Tenho certeza que se o cruel assassinato de Carol tivesse sido divulgado pelo fato de ser uma menina negra do estado de Maranhão, muita gente teria se solidarizado, mas como o caso veio à tona pelo lado da sua sexualidade, a mudez foi eloquente.
Acho que muitas heterossexuais não são cientes da violência que exercem negando nossas existências lésbicas. Eu organizo o Sarau das minas há mais de 6 anos, cada tanto fazemos um encontro que é Edição lésbica e é isso. Vêm uma, duas das que vêm sempre. Só. Tanto medo têm de nós? Juro que eu fico imaginando o que se passa pelas suas cabeças. Que faremos uma suruba? Será que elas ainda pensam que as lésbicas gostam de todas as mulheres e daremos em cima delas? Será que elas pensam que nesse dia só lemos sacanagem? E se assim fosse?
Em muitas causas feministas, como é a da legalização do aborto, muitas sapatões e pessoas trans estamos junto. Então, por que quando matam uma das nossas nos deixam sós? SOS que sociedade é essa?
Quantas perguntas dispara um assassinato? Quantas dores temos as lésbicas, das que ainda não falamos?
Que sociedade é essa que tenta nos matar, nos calar, nos ignorar, nos deixar sozinhas?
Na quinta-feira, 21 de dezembro, nos concentramos na Praça de Alfândega. Pintamos faixas e cartazes, falamos poemas e contamos histórias de fatos acontecidos conosco. Também nos abraçamos muito. Depois caminhamos até a Esquina Democrática e daí seguimos para o Largo Zumbi dos Palmares. Acendemos velas e gritamos Carol, Presente!
O vento espalhou nossas vozes porque matam a uma e respondemos todas.
Antes de ir embora, um homem se aproximou e me perguntou quem era Carol. Expliquei, então, o que tinha se passado com ela. Tem alguma suspeita? Insistiu. Sim. Que não poderão com nós-outras.

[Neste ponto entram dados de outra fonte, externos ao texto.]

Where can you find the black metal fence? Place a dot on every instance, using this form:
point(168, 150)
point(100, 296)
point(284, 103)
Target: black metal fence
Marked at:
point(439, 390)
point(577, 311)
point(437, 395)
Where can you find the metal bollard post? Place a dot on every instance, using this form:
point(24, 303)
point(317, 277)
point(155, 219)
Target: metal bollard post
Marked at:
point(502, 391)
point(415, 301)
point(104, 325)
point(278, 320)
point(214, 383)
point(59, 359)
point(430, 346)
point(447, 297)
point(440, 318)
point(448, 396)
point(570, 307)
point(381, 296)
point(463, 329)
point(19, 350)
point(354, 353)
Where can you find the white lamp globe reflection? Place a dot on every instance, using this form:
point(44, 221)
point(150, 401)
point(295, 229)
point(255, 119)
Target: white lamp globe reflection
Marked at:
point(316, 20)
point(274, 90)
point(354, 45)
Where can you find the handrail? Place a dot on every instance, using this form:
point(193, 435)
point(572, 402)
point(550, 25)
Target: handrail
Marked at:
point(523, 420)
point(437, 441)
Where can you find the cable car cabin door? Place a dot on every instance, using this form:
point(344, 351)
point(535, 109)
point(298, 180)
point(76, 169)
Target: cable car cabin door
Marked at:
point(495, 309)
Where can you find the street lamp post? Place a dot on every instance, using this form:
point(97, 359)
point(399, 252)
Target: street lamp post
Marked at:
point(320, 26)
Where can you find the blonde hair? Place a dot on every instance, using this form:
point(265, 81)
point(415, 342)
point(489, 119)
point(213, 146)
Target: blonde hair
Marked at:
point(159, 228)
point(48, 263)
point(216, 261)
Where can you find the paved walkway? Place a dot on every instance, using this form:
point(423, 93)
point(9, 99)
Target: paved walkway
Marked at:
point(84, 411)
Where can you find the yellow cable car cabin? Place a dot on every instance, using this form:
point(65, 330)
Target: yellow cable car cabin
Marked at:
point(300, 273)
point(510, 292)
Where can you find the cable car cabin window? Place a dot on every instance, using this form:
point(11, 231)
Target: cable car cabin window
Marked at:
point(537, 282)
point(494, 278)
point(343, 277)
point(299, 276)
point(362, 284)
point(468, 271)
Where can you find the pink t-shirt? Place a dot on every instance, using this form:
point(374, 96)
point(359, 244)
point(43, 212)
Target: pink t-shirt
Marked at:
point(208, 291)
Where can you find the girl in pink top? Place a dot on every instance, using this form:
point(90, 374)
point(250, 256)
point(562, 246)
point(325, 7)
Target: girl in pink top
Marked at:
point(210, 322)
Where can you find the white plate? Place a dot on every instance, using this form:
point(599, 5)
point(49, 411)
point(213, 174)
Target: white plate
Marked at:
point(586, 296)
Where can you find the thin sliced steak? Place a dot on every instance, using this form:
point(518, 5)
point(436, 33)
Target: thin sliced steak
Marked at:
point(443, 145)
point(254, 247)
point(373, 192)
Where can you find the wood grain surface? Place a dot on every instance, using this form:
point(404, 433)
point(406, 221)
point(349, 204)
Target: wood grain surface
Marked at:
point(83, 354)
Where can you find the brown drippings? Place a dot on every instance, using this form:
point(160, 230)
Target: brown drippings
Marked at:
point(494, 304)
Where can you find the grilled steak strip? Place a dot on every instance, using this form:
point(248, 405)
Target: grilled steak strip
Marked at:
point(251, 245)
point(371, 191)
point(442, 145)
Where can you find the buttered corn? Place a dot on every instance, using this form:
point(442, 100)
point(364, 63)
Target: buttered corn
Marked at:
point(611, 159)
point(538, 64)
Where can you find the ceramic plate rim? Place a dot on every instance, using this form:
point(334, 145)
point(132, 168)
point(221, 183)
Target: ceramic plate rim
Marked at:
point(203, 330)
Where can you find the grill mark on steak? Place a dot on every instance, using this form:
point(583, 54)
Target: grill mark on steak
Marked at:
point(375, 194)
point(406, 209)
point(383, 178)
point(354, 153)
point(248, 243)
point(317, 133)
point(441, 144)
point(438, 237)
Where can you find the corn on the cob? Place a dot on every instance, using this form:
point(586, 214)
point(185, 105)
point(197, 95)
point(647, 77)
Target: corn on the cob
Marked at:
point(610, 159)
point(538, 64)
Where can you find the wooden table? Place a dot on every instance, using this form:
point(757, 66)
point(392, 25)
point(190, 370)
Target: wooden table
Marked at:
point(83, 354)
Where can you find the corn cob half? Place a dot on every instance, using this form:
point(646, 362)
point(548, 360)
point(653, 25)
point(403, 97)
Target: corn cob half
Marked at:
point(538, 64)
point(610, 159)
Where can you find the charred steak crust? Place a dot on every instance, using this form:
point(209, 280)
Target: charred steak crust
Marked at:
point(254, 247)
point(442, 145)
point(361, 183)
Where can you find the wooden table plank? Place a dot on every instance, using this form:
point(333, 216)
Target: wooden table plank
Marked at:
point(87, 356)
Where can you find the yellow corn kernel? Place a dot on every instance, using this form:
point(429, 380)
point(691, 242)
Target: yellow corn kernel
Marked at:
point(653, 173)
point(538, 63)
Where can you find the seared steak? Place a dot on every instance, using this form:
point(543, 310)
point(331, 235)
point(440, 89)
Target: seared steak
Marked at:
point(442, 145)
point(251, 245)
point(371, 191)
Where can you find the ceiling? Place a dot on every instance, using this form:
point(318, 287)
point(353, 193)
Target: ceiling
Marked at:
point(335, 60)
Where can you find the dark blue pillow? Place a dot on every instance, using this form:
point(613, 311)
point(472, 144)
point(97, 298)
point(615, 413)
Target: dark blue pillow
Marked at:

* mariam pessah : ARTivista feminista, escritora e poeta, autora de Meu último poema, 2023; Em breve tudo se desacomodará, 2022; organizadora do Sarau das minas/Porto Alegre desde 2017 e coordenadora da Oficina de escrita e escuta feminiSta.
** Este é um artigo de opinião. A visão dx autorx não necessariamente expressa a linha editorial do jornal Brasil de Fato.